Ultimately, while there are many benefits to this strategy because we only have to really align an oracle AI, there still are many problems that can arise. Success would look like some guarantee (whether argumentative or via some mechanistic predicate) against the four sub-problems comprising outer and inner alignment as described below. There’s still a lot of work to be done, but I’m very excited (in the way one is when thinking about ways to avoid the world ending) to see where this approach will lead.

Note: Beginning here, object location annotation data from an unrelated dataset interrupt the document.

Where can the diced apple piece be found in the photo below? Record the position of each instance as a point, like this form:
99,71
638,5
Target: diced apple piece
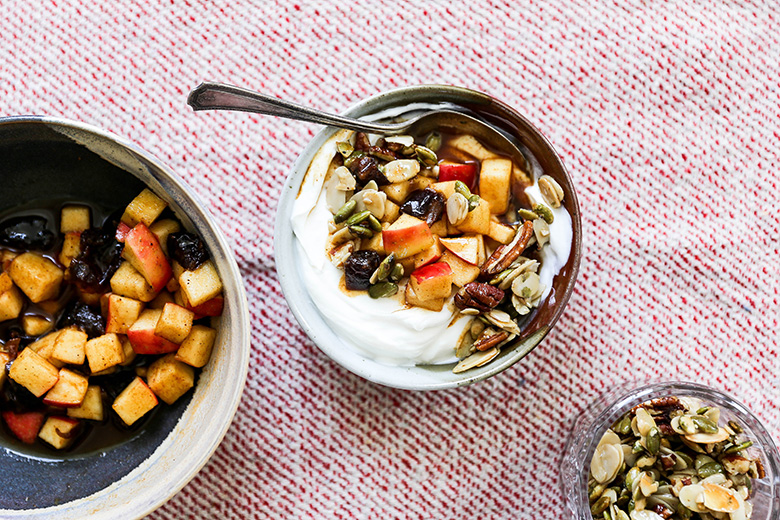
122,313
429,255
501,233
104,352
145,208
34,325
134,402
33,372
392,211
69,391
397,192
202,284
69,346
478,220
412,300
462,271
175,323
494,182
91,406
143,338
169,378
196,349
59,431
37,276
127,281
464,172
24,426
71,247
143,251
432,281
407,236
75,219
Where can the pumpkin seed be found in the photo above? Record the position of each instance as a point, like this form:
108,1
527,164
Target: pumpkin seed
382,290
361,231
357,218
544,212
345,148
344,212
433,141
426,156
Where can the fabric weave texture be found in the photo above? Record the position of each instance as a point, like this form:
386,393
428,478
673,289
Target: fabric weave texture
665,113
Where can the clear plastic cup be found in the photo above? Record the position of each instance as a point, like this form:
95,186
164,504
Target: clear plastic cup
588,428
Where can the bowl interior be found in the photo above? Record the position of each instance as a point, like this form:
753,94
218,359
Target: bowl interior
49,160
427,377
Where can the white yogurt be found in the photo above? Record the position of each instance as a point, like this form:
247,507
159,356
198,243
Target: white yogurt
384,329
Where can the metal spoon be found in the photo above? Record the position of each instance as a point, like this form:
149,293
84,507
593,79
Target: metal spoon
218,96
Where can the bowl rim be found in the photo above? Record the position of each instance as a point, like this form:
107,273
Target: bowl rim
145,507
288,270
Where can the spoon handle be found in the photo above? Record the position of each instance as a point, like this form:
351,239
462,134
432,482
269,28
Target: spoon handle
218,96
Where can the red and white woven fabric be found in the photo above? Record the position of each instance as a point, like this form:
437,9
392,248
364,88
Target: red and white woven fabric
667,115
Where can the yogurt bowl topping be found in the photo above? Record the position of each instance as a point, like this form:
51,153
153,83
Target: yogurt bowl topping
428,249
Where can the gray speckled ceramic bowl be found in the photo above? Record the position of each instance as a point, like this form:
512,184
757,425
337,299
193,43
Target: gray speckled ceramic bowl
44,158
427,377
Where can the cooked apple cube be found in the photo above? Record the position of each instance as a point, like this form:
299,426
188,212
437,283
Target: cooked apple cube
494,183
69,391
127,281
75,219
34,325
162,229
175,323
462,272
91,407
71,247
143,338
407,236
37,276
69,346
59,431
146,207
33,372
196,349
202,284
134,402
122,312
412,300
478,220
104,352
170,379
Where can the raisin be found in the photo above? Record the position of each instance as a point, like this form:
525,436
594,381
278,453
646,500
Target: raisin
427,205
187,249
358,269
29,233
84,317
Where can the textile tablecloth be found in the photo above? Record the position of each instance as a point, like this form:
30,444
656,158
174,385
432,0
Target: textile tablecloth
665,113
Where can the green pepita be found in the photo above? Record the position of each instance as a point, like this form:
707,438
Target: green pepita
426,156
357,218
344,212
544,212
382,290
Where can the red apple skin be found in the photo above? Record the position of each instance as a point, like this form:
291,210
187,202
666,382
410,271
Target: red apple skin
147,256
24,426
145,341
465,172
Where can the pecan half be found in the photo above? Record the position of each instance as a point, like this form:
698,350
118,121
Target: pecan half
480,296
503,256
486,341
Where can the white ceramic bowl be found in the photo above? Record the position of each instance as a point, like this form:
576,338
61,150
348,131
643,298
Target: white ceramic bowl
130,481
425,377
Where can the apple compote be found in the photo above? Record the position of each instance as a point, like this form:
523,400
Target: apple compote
100,323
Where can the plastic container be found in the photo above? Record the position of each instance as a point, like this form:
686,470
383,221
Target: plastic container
588,428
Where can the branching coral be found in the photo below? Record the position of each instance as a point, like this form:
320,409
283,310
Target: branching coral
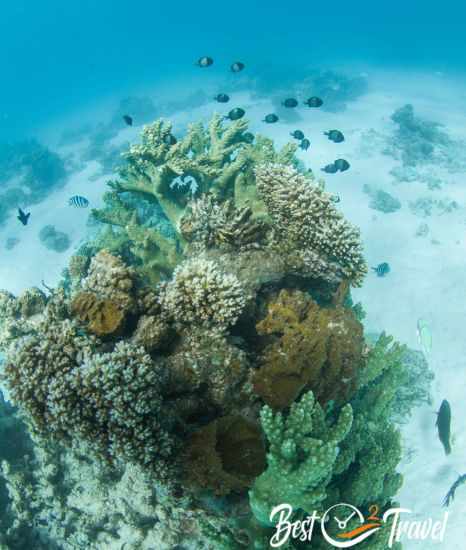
305,217
301,457
309,347
200,293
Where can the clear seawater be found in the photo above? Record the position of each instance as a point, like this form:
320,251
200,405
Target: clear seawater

Some open lines of research

• Extracting superhuman levels of performance at complex tasks from GPT-3, especially if its training corpus didn’t contain instances of superhuman performance. 
  • This could be useful because the methods we use with weaker generative models like GPT-3 could extrapolate well to good methods for extracting the same level of performance in alignment research with stronger models. This would reduce the time between when we get a powerful model that has potential for danger, and when we can get good alignment work out of it.
• Replicating different situations involving self-fulfilling prophecies with current generative models to see how they seem to be resolving them.
• Comparing the way generative models at different scales and with different architectures resolve self-fulfilling prophecies, to see whether extrapolating current behaviour to future models is reasonable.
• How do the internal mechanisms of generation differ between language models at different scales? Are the differences limited to what can be explained by scale or power, or are they qualitatively different?
  • This could be useful in evaluating whether strategies like using smaller generative models to initialize larger ones for training would result in those larger models being generative models as well, instead of deceptive optimizers.
  • Another thing that could be useful to explore along the same lines: actually using smaller existing language models as initializations for larger ones of the same size as an existing one and comparing the performance of this larger model, and its equivalent existing one.
• Observe the changes that happen in the internals of a large language model as you intentionally try to turn it into an agent with RL. This is especially useful if these changes are interpretable in some way that could be used to detect this kind of change in generative models in general.
• Designing experiments to explore the kind of changes that occur when an agent tries to create a sub-agent with values identical to its own. As with the above one, this is especially useful if the results are interpretable such that we could use them to detect the occurrence of something like that.
• What would a mechanistic incentive for non-agency look like? Are there more specific properties whose presence would have the same desired effect, such as a guarantee against the ability to model consequences over its own actions?

1. ^{^}

   If you’re wondering about the possibility of malign simulations (such as an optimizer “god” overseeing the simulation) and are familiar with the ELK report, one way to view this is to think of the proposal of training a sequence of reporters for successively more powerful predictors, where you can use the weights of a simpler predictor to initialize a larger one and keep the difference at each iteration small; simpler predictors finding direct translation easier than human simulators, this could result in direct translation for more complex predictors too. The downside to this solution (if the model uses discrete modes of prediction, then this approach would stunt its ability to update toward those better modes as it becomes larger) has an analogue in generative models of different kinds of world models. As the generative models keep incrementally building their world model from the previous, it’s difficult to update away enough to malign simulations when they have to keep getting good performance on the next example - generative models are myopic.

2. ^{^}

   I’m not sure what these other channels would be, but the agent’s scenario is different enough that I don’t want to rule out the possibility of there being other channels it can get some kind of info from.